In the traditional resume, you have a few standard sections like Education, Work Experience, Skills. You list your jobs on there, most recent first and then work backwards. You give your contact information, maybe some references. You try to make the layout professional and have the proper look for your industry. You try to cram all this into one page!
But if you think about the traditional resume, it displays a lot of biases and assumptions.
It values a straight-as-an-arrow career that makes sense at a glance, such as moving up within a company or field in progressively higher positions. It has a bias towards someone working in the same field or industry the whole time, so there’s no new ventures or confusing leaps between job types. It assumes everyone should work continuously, and penalizes you for “having a gap” from taking time away from jobs to do things like raise a family, travel, re-skill at school, or find a new job after getting laid off or furloughed.
Now, to be clear: in spite of these negatives, your PLA portfolio will include one of these traditional resumes. There’s something interesting in seeing work history in chronological order, and your PLA reviewer won’t hold it against you if it’s full of jags and zig-zags.
But we’ll also be including an accompanying resume specifically designed for prior learning, the PLA resume, which is organized to tell your story a different way.
In short, the PLA resume doesn’t care about when you worked where. It cares about what you know.
It’s organized in a table that can be (get this) several pages long! It has 4 columns: Expertise, Source of Learning, Accomplishment, and Dates. Here’s a quick breakdown of each section, with a little insight.

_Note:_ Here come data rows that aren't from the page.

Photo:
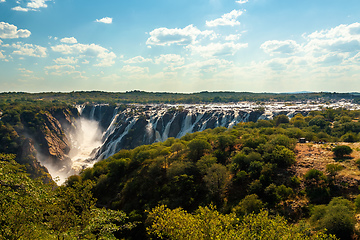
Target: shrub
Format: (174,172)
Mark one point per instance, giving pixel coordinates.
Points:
(250,204)
(337,218)
(341,151)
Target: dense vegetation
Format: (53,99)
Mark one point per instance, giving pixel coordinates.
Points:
(163,97)
(240,171)
(236,183)
(30,209)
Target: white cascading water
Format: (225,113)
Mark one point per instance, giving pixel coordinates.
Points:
(84,140)
(91,143)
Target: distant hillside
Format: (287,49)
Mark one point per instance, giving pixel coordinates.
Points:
(164,97)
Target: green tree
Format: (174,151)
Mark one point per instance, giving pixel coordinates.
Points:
(197,148)
(337,218)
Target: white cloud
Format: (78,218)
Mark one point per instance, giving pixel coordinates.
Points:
(57,67)
(68,40)
(207,65)
(106,20)
(68,60)
(104,56)
(217,49)
(10,31)
(282,47)
(341,39)
(135,69)
(170,59)
(37,4)
(179,36)
(25,71)
(138,59)
(228,19)
(21,9)
(32,5)
(29,50)
(233,37)
(2,56)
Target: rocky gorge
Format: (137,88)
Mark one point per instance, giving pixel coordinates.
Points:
(70,139)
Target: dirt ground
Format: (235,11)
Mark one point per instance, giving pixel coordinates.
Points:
(311,155)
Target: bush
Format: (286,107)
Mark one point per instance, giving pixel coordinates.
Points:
(337,218)
(341,151)
(250,204)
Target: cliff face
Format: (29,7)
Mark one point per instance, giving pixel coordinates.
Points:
(45,142)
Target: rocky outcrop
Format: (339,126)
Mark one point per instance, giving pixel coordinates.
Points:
(47,144)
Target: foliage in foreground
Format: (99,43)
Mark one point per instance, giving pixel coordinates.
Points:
(30,209)
(207,223)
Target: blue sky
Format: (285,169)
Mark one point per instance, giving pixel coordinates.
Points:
(180,46)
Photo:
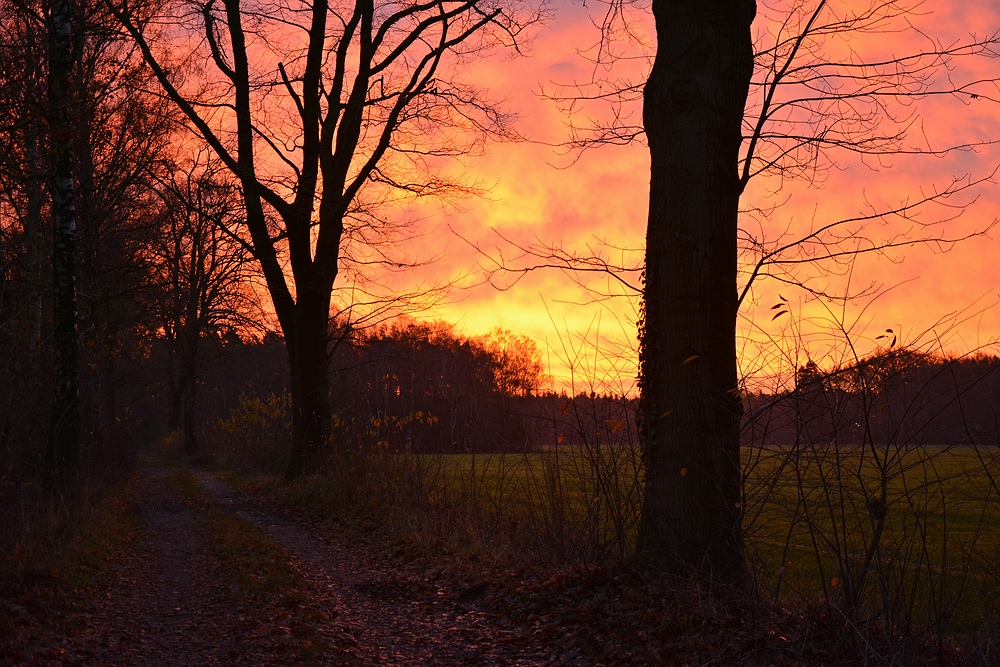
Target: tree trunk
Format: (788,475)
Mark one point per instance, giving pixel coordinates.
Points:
(64,436)
(309,359)
(690,403)
(190,402)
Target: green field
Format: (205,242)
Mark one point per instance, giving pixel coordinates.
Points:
(910,536)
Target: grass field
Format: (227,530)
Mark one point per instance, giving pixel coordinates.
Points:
(908,535)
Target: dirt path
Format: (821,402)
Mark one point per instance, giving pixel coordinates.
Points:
(167,605)
(393,617)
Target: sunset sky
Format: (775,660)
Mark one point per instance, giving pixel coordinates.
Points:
(538,194)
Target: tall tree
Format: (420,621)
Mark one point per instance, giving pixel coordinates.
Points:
(722,106)
(201,278)
(690,405)
(64,438)
(332,108)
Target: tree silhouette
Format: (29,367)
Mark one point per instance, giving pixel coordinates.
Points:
(325,115)
(737,91)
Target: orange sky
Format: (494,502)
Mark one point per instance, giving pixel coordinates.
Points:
(537,195)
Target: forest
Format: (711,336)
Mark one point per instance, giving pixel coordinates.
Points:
(231,433)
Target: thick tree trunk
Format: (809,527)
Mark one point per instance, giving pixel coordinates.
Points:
(189,389)
(309,359)
(690,403)
(64,436)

Column 1: Skills, Expertise, or College-level Learning Area, the most prominent column, lists the skills you’ve learned through your experience. Skills in this column might be big-picture things like Communication, Teamwork, Safety, Problem-Solving, and other terms along these lines. You can actually focus your PLA resume on the specific skills taught in the courses you’re challenging. Just organize your PLA resume by skills that speak right to those Course Outcomes. Nifty!
Column 2: Source of Learning, the next column, lists the experience where you learned that Expertise (through a job, travel, stay-at-home parenting, self-study, whatever it is). This is one advantage of the PLA resume, that all experiences count towards learning. It might be considered a gap in your traditional resume, but on the PLA resume it becomes a source of knowledge.

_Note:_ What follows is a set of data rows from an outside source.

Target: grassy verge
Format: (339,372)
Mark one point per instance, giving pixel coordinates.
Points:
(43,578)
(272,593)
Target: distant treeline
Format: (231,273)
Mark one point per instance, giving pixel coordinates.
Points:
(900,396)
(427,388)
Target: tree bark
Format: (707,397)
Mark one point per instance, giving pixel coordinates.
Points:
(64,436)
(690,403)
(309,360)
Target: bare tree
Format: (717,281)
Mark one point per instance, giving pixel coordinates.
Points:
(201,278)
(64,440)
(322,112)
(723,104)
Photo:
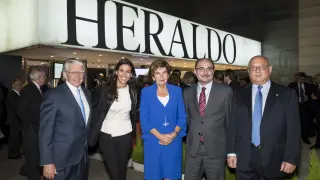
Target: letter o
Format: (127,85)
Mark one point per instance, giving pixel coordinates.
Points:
(234,49)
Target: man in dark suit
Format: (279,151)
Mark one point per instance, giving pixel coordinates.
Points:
(316,108)
(208,106)
(64,127)
(15,138)
(303,91)
(231,79)
(28,112)
(264,133)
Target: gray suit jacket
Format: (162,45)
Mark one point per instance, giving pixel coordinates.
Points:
(213,125)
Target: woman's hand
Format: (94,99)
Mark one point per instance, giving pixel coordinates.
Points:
(165,139)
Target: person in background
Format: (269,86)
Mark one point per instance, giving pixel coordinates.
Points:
(230,79)
(15,138)
(114,119)
(31,97)
(264,131)
(64,126)
(174,79)
(208,106)
(163,122)
(218,77)
(316,109)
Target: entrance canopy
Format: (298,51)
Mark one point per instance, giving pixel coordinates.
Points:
(117,26)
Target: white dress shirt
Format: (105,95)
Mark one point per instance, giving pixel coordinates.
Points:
(207,91)
(117,121)
(38,86)
(74,91)
(265,91)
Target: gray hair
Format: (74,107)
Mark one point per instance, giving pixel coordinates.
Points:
(34,74)
(69,62)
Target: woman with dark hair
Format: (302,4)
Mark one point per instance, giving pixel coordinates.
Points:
(114,119)
(163,122)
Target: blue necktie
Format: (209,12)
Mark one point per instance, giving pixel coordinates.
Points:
(256,118)
(80,102)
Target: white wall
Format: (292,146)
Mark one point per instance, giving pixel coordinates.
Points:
(18,19)
(309,36)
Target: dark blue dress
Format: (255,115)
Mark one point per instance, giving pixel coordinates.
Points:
(162,161)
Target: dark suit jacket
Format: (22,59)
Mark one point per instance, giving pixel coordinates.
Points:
(279,129)
(63,133)
(29,105)
(213,126)
(12,109)
(100,109)
(307,86)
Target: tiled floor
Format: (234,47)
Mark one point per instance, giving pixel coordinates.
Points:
(9,168)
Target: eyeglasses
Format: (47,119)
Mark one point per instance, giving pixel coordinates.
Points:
(202,69)
(76,73)
(260,68)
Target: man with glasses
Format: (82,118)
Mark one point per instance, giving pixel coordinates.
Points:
(64,126)
(264,133)
(208,106)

Further, with the PLA resume you can highlight a skill that might not be associated with a particular experience. Say that someone owned a small outdoor expedition company. Many would instantly think they’d have expertise in Survival and Safety, but they’d also know Marketing, Communications, Teamwork, and many other skills that are built in to that experience but not apparent at first glance. Here’s your chance to highlight the work you actually did in your experiences, rather than what people assume.
Column 3: Learning Experience, Duty, Achievement, or Activity in the next column is a chance for you to tell your reviewer what you did to gain that Expertise in column 1. Rather than a traditional resume where all job duties are lumped together, here you can list specific projects you completed, things you managed, widgets you created or collaborated on, groups you led, and so forth.
Column 4: Dates is where you list the timeframe for the learning of this Expertise with each Source of Learning. PLA resumes don’t care about the order of learning–you can have years or decades between learning. This column is there to benefit you by showing how many cumulative years, and how much timespan, you’ve been learning this Expertise.
As we prepare to write your PLA resume, let’s consider an example of how experience might be translated onto the PLA resume:
Perhaps an apprentice plumber worked on a team in constructing a subdivision, then left to be an independent contractor for a decade. After all that experience, she joined a Plumbing Supply company as a manager. So she may list Teamwork as an Expertise, which she learned about as an apprentice and again as a manager, but with a ten-year gap while she worked alone. PLA resumes doesn’t care about that gap; it shows she’s had two long stints working with others as part of a team, and that’s what counts.